The proposed project is in the realms of pure science. Nevertheless, the impacts of this work are tangible and real. Beneficiaries of the proposed research include:

1) Basic research groups across multiple biological disciplines- such as biomedical research, pure ecology, evolutionary and population biology. The importance of a more detailed knowledge of biological clocks should not be underestimated. For example, mutations in mammalian clock genes are directly linked to diseases including cancer, obesity, mental illness and sleep disorders. Given the level of conservation of clock molecules across all taxa, findings of the proposed work may have wider implications; defining novel systems and molecules in a non-model animal could, conceivably, transfer into more advanced systems. The project will produce a large volume of genetic data which will be publicly available. These data will be mined by workers across multiple scientific disciplines. In addition, antisera, which are routinely used in basic and applied research, will be produced and made available to bone fide researchers upon direct request to the proposer.

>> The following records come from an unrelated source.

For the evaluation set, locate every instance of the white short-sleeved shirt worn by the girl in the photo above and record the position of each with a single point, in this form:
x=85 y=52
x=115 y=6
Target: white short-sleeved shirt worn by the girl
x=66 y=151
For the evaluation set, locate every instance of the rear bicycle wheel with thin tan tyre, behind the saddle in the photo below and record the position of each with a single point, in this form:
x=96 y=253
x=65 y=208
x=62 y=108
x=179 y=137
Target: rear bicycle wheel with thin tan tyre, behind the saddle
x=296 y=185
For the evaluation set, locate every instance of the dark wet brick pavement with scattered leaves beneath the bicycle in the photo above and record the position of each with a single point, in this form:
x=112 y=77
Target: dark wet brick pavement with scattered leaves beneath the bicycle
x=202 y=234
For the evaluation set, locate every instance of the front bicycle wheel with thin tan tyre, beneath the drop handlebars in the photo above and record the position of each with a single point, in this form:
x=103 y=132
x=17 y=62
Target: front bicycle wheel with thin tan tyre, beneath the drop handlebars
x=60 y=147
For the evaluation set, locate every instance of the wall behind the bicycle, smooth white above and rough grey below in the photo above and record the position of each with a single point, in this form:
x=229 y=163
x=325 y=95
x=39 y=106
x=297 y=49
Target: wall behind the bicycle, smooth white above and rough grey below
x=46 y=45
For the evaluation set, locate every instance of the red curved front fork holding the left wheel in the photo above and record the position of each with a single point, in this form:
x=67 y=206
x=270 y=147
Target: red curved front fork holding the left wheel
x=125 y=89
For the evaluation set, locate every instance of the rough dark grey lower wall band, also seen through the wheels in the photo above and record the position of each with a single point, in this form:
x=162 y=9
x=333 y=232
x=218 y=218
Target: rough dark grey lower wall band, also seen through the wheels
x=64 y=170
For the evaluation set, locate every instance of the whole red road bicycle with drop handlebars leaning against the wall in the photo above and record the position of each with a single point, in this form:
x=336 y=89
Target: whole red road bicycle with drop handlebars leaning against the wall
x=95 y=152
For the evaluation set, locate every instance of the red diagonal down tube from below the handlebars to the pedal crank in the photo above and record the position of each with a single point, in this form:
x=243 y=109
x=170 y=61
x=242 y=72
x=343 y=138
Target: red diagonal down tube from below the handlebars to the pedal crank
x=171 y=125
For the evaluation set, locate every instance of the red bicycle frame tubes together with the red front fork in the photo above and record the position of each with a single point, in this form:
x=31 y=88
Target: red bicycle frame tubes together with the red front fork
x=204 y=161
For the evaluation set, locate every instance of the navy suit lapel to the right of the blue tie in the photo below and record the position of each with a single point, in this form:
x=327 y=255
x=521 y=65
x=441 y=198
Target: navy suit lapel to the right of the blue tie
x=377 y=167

2) Aquaculture organisations and applied research and development in aquaculture. Most, if not all physiological processes are influenced by biological clocks. In arthropods this extends to moulting, reproduction and metabolism etc. Inappropriate or altered light and dark regimes are known to have deleterious effects on marine organisms with implications for commercially cultured species. However, light regimes are only one clock-entraining variable that coastal species are subject to. The proposed work will define clocks that operate with different periods- e.g. 24h, 12.4h, 24.8h etc. This information may be crucial in future attempts to assess the influence of changing environmental parameters on the welfare of commercial species both in captivity and in nature where anthropogenic interference via coastal engineering and lighting will impinge on the fauna and flora. The proposed work will also complement observations reported on the behaviour of wild, commercially harvested species (e.g. the scampi, Nephrops norvegicus). Analysis on the behaviour of this and other marine species has shaped harvesting strategies and catch data interpretation. Providing fine-scale insight into how their clocks function and respond to environmental change may indirectly influence our approach to marine harvest.

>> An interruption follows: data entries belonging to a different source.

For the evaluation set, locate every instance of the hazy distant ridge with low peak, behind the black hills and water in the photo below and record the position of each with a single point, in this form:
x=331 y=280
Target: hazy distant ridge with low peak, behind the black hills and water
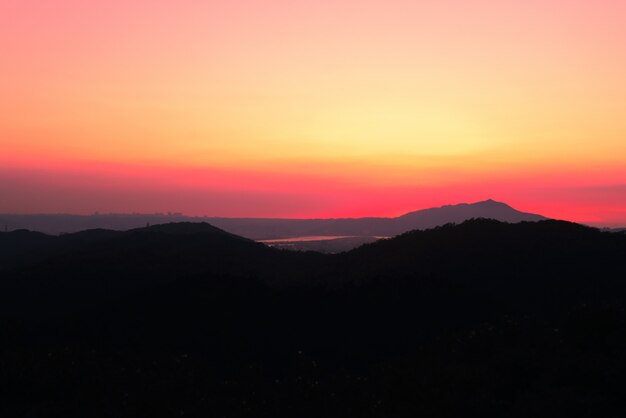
x=268 y=228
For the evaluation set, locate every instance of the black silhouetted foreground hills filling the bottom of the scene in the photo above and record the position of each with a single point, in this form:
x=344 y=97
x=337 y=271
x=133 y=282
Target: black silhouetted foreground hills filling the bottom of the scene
x=482 y=318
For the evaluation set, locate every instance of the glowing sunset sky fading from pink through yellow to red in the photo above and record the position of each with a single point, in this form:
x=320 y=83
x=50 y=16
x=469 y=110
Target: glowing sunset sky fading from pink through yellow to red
x=288 y=108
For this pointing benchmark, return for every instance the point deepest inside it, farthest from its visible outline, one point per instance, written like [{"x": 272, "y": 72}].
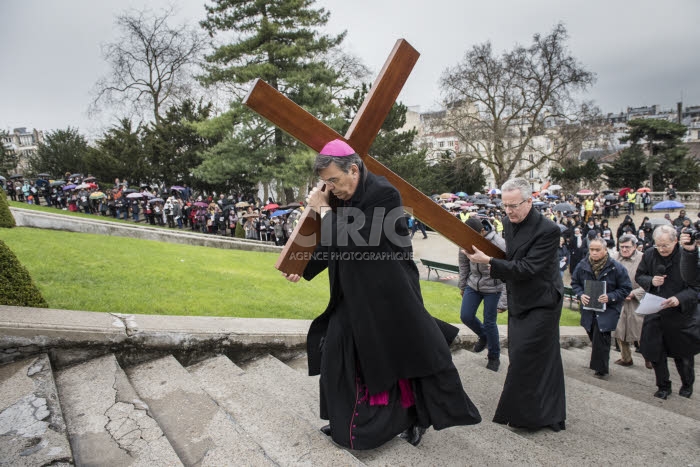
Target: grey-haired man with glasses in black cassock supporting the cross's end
[{"x": 533, "y": 394}]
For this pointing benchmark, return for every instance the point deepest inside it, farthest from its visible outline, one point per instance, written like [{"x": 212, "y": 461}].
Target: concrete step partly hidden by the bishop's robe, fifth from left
[{"x": 300, "y": 393}]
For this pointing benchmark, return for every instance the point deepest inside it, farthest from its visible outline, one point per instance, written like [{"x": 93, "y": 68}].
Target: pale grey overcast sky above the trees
[{"x": 643, "y": 52}]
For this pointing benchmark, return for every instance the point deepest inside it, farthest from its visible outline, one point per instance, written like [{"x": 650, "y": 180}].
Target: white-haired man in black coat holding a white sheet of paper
[{"x": 664, "y": 333}]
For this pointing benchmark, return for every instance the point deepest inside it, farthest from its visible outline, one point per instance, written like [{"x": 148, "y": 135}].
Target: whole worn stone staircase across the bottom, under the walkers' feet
[{"x": 111, "y": 411}]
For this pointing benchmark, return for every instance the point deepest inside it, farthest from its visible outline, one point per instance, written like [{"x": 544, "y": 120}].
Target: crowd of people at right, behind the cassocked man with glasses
[{"x": 630, "y": 262}]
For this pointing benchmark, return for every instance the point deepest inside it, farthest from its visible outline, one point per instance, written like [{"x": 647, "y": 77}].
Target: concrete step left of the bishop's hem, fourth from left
[{"x": 286, "y": 438}]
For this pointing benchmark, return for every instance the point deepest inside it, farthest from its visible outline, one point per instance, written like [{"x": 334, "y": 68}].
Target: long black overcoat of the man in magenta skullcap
[{"x": 394, "y": 335}]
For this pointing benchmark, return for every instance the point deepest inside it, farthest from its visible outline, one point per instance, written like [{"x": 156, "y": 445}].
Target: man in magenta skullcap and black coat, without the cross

3) General Public. The mere concept of biological clocks is inherently fascinating to most people and has been the subject of popular science broadcasts on several occasions (BBC Horizon). Personal experience has taught me that the public are absorbed by the fact that even the most diminutive organisms exhibit an exquisite sense of time that can be used to organise behaviour such as orientation and navigation. Moreover, many apparently have no conception of how various (even common) animals behave and integrate within the ecosystem. Therefore, informing the public about the behaviour of organisms can add to quality of life and potentially even alter behaviour towards animals and each other. One of the first questions I am asked by members of the public when I talk about 'tidal clocks' or 'circadian rhythms' is "how do they do that?" It is therefore imperative that we have the necessary knowledge on these systems to give informed and understandable explanations. The proposed work will provide such detail.